National Archives exhibition highlights Greek communities' legacy in Georgia

Historical papers, architectural plans, photographs and other material have been put on display for the exhibition. Photo via National Archives of Georgia., 26 Mar 2021 - 17:38, Tbilisi,Georgia

Historical ties between Georgian and Greek communities and relations between the two countries are the central subject of a National Archives of Georgia exhibition that opened its doors in Tbilisi on Wednesday.

In the exposition hall of the archival venue, historical documents and photographs dating back from the 19th century and the 1918-1921 First Democratic Republic of Georgia have been put on display to "illustrate the close and friendly relations" between the two nations, the state archives said.

Hymns, maps and building plans created by Greek communities in Georgia throughout eras can be found by visitors alongside information by Greek schools, craftspeople and monasteries.

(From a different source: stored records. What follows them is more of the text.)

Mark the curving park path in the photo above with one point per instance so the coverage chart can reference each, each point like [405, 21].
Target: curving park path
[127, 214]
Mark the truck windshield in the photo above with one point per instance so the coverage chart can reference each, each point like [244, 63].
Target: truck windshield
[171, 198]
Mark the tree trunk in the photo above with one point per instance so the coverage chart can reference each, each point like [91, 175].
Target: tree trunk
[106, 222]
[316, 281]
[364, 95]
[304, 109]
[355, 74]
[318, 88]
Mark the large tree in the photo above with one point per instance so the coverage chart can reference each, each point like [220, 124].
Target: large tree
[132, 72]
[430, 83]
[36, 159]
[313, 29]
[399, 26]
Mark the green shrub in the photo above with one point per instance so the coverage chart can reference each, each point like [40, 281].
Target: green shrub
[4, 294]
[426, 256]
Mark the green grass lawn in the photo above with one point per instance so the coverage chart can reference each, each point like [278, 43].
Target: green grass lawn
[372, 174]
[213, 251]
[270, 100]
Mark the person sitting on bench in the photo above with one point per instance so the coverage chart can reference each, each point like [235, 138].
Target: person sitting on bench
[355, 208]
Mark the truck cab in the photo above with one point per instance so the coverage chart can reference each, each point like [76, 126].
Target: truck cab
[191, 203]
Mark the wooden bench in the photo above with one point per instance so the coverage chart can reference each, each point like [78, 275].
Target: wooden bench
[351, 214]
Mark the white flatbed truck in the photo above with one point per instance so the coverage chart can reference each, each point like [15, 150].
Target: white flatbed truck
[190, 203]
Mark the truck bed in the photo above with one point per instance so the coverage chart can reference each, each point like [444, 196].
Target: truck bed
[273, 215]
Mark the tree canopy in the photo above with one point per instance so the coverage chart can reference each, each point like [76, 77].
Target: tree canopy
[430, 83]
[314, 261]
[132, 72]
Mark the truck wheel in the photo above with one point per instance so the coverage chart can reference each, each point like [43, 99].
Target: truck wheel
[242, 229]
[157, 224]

Project for a two-storey stone house designed for a plot of land in Tbilisi's Dabakhani Khrami section in 1854, bearing the Greek signature of Archimandrite Ioannice. Photo via National Archives of Georgia.

Examples include a plan for a building for a Greek monastery of Kiko, Cyprus, designed for a plot of land set out for the purpose in Tbilisi in the 1850s.

Other exhibits are "treasured" manuscripts that ended up in the country with migration of Greek communities and preserved at the national archival vaults since the 1920s.

Launched at the Tbilisi archives to coincide with Greek Independence Day on March 25, the display is set to run through April at the venue located at 40, Pekini Avenue.